Don Dewar is the founder and president of QCI International, Quality Digest's parent company. He founded the organization in 1978, and it operated primarily as a consultancy and training provider specializing in quality circles. The organization started publishing Quality Digest in 1981, when the magazine was called Quality Circle Digest.

Dewar has a long and impressive career in the quality industry. Three of his books on quality management have sold more than one million copies each; in recent years, he's become a sought-after speaker, traveling around the world addressing audiences about quality and its implications for society. Quality Digest's 25th anniversary is the perfect opportunity to take a retrospective of Dewar's career and quality philosophy. Here, he discusses both.

 

Quality Digest : Tell us about your professional background. Where did you go to college, and what was your first job after you graduated? What were your responsibilities there?

Don Dewar: I emigrated to the United States from Saskatchewan, Canada. I was promptly drafted into the U.S. army, where they trained me to be a radar technician. Out of the army, I took a clerical position with the Union Pacific Railroad. I looked around for ways to advance, and decided that a university degree was the best way to do it. However, I was already in my mid-twenties and therefore older than most of my classmates. That gave me the incentive to go full-steam ahead on my studies. I completed my bachelor's degree in three years while holding down a full-time job and helping raise an expanding family. Fresh out of college I was hired as an industrial engineer by the Boeing Airplane Co. in Seattle.

 

QD: How did you get involved with quality?

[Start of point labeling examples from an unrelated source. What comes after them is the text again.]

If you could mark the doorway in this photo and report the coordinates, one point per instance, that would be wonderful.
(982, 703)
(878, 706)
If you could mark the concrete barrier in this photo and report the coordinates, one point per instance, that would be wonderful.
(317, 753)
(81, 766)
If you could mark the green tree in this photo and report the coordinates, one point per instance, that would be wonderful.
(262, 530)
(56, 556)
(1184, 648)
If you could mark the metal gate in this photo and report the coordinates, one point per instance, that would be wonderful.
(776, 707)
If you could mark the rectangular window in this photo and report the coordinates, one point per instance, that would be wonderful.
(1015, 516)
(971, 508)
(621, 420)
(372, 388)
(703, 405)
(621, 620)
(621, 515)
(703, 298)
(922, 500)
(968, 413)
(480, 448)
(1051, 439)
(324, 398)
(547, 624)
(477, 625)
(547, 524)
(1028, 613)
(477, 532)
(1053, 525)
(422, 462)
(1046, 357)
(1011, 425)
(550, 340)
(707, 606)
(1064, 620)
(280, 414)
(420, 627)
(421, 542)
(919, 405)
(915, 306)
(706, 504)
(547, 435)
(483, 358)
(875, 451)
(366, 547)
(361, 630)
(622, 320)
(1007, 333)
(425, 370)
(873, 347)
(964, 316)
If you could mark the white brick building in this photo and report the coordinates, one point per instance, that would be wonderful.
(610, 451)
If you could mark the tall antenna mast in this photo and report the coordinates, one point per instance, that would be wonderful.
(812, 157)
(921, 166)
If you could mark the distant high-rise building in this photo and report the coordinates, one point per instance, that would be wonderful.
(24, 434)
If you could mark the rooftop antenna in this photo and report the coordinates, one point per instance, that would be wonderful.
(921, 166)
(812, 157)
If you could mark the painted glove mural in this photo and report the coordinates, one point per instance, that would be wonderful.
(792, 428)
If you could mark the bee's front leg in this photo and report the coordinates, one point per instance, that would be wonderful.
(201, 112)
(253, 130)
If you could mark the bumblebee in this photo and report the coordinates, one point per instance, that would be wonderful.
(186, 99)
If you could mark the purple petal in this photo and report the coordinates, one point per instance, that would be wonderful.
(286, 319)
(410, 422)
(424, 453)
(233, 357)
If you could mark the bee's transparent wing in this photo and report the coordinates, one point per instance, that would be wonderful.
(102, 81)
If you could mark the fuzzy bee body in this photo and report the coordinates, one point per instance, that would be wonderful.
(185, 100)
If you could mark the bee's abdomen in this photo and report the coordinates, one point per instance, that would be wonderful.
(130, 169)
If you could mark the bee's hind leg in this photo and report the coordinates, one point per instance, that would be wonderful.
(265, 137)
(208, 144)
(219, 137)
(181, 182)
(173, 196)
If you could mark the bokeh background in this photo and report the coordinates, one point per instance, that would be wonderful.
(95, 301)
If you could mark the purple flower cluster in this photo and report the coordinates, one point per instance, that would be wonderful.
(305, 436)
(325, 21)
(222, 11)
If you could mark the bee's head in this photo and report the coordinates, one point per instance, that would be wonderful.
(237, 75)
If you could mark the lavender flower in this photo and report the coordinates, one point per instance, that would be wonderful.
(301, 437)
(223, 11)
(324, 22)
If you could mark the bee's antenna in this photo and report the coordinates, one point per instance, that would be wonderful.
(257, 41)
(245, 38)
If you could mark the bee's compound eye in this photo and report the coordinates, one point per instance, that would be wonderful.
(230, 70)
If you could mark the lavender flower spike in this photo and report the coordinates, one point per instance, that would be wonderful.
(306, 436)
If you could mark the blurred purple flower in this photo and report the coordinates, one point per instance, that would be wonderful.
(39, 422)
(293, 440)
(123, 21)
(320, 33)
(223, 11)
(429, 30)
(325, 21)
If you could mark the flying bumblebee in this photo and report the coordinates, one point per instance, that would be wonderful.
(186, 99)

DD: I had just finished a one-year term as president of the Lockheed Martin Management Association. Wayne Rieker, manufacturing manager for the missile systems division, was intrigued by something called "quality control circles" that was attracting a lot of attention in Japan. He wondered if it might be equally applicable in the United States. My assignment was to find a candidate at Lockheed Martin to investigate the concept and, if it had merit, to get things rolling. Surprising to me, no one felt comfortable risking his or her career on this foreign import. Many times I heard comments such as "This team stuff may work in Japan, but it will never last here in the United States." However, I was totally convinced that it would work in the West and finally told Mr. Rieker that I had the perfect person for the job--me! He promptly accepted my recommendation, and that was the beginning of my career in the world of quality. Rieker, four others and I flew to Japan, where we received red-carpet treatment at the hands of the Union of Japanese Scientists and Engineers (JUSE). Some of our group stayed in Japan for a week and a half. I was there for most of the month of November. The great Kaoru Ishikawa was constantly offering his services to make sure we learned how to do it right.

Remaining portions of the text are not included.